I have to mention here the incredible cooperation the two publishers of Paksworld books have shown: Baen Books, which has kept the earlier Paksworld books in print, and Del Rey, which is doing the new ones. First, by keeping the earlier books available, Baen enabled me to start from a base of existing reader support–including newer readers. Then they agreed to reissue the earlier mmpb in new covers to coincide with the advent of the new books. Del Rey has always allowed me to list my Baen books along with the the Del Rey books in the front matter pages, and for the Paksworld books put a button on my part of its site so that readers can click over to Baen. This has obvious benefits for both publishers, but not all see it that way. Bravo to both of them.
Here’s another look at the series situation, from writer Lynn Viehl’s blog Paperback Writer. (She has a lot of good entries in her blog–two up from this is one on writing advice.)

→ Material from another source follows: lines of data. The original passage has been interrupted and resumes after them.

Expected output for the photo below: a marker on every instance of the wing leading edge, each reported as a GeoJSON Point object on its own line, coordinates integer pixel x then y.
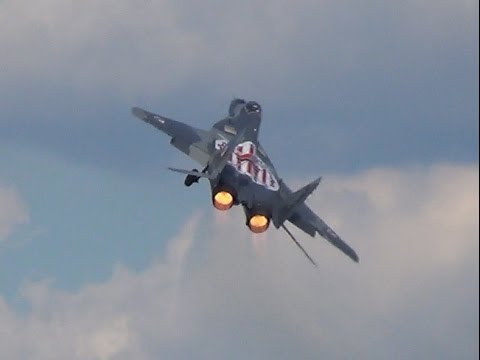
{"type": "Point", "coordinates": [187, 139]}
{"type": "Point", "coordinates": [305, 219]}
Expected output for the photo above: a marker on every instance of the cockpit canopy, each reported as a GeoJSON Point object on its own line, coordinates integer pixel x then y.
{"type": "Point", "coordinates": [253, 107]}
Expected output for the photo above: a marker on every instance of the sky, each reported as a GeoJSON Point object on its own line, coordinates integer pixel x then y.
{"type": "Point", "coordinates": [106, 255]}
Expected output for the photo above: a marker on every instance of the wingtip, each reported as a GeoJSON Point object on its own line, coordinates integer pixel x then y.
{"type": "Point", "coordinates": [138, 112]}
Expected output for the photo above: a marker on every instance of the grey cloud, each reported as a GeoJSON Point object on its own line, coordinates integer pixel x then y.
{"type": "Point", "coordinates": [13, 211]}
{"type": "Point", "coordinates": [396, 76]}
{"type": "Point", "coordinates": [223, 293]}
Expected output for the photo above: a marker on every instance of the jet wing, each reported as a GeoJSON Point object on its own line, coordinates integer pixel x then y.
{"type": "Point", "coordinates": [191, 141]}
{"type": "Point", "coordinates": [305, 219]}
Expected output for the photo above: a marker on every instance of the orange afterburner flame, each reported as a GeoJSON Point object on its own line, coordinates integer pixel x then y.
{"type": "Point", "coordinates": [223, 200]}
{"type": "Point", "coordinates": [258, 223]}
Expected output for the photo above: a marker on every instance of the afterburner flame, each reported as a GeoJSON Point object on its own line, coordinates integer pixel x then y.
{"type": "Point", "coordinates": [258, 223]}
{"type": "Point", "coordinates": [223, 200]}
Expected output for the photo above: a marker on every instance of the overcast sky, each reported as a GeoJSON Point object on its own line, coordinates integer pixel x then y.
{"type": "Point", "coordinates": [105, 255]}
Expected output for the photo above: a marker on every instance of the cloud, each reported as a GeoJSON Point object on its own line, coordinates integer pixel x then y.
{"type": "Point", "coordinates": [160, 46]}
{"type": "Point", "coordinates": [13, 211]}
{"type": "Point", "coordinates": [223, 293]}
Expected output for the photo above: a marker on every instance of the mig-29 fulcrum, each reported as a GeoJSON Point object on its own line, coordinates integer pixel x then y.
{"type": "Point", "coordinates": [241, 173]}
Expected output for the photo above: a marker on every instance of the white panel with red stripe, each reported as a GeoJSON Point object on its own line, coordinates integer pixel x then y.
{"type": "Point", "coordinates": [245, 160]}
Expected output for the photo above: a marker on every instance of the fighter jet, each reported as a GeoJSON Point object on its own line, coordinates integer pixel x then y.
{"type": "Point", "coordinates": [240, 172]}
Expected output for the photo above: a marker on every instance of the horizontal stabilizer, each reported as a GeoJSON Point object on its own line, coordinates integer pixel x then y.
{"type": "Point", "coordinates": [292, 201]}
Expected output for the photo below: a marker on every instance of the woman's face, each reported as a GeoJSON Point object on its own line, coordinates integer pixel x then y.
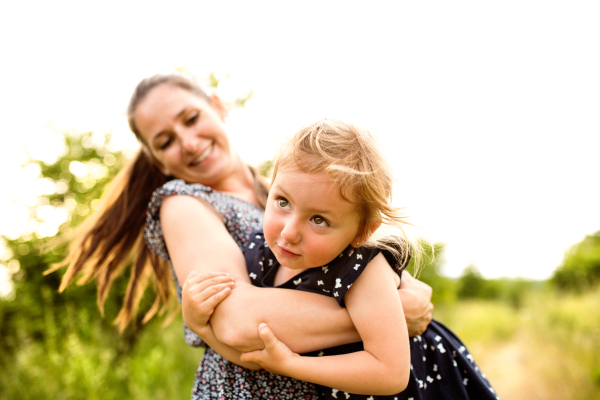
{"type": "Point", "coordinates": [186, 135]}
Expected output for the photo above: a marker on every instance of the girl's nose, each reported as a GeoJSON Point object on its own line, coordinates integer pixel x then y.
{"type": "Point", "coordinates": [291, 231]}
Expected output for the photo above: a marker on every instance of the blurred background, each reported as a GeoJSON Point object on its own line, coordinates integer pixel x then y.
{"type": "Point", "coordinates": [487, 112]}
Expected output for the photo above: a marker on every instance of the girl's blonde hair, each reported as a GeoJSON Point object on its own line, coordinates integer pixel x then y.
{"type": "Point", "coordinates": [351, 157]}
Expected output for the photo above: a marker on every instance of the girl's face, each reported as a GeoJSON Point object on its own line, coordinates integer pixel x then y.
{"type": "Point", "coordinates": [307, 222]}
{"type": "Point", "coordinates": [186, 135]}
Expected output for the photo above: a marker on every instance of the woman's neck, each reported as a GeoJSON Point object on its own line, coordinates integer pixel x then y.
{"type": "Point", "coordinates": [239, 184]}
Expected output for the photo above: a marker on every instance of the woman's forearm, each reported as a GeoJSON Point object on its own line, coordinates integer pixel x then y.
{"type": "Point", "coordinates": [303, 321]}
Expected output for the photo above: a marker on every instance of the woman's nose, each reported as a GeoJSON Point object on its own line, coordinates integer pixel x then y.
{"type": "Point", "coordinates": [189, 142]}
{"type": "Point", "coordinates": [291, 231]}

Comment by Gillian — July 18, 2010 @ 12:26 pm
Thanks very much for this detailed reply. Good luck with your contract negotiations. I’d like to see a lot more in this series, as much as you feel like writing.
Comment by Matthew Walker — July 21, 2010 @ 11:21 am
Re: Baen Books
I buy every book of theirs that looks remotely interesting, just because I heartily support their attitudes and handling of the SciFi/Fantasy genres. They’ve really impressed me, especially with the ‘give away’ CDs they included with books for a while. Are they still doing that? I haven’t been able to afford a new book for a while.
I hope to someday have a manuscript to submit to them. 🙂 (I have several at ‘draft 0’ stage, but nothing that’s even gone through a complete revision cycle. I need to find more time… anyone have some for sale?)
Comment by elizabeth — July 21, 2010 @ 11:48 am
I don’t know what their current policies are about things like CDs with the hardcovers…that’s a question for them.
As for time…heh. If I had a spare second to sell, that would be a miracle.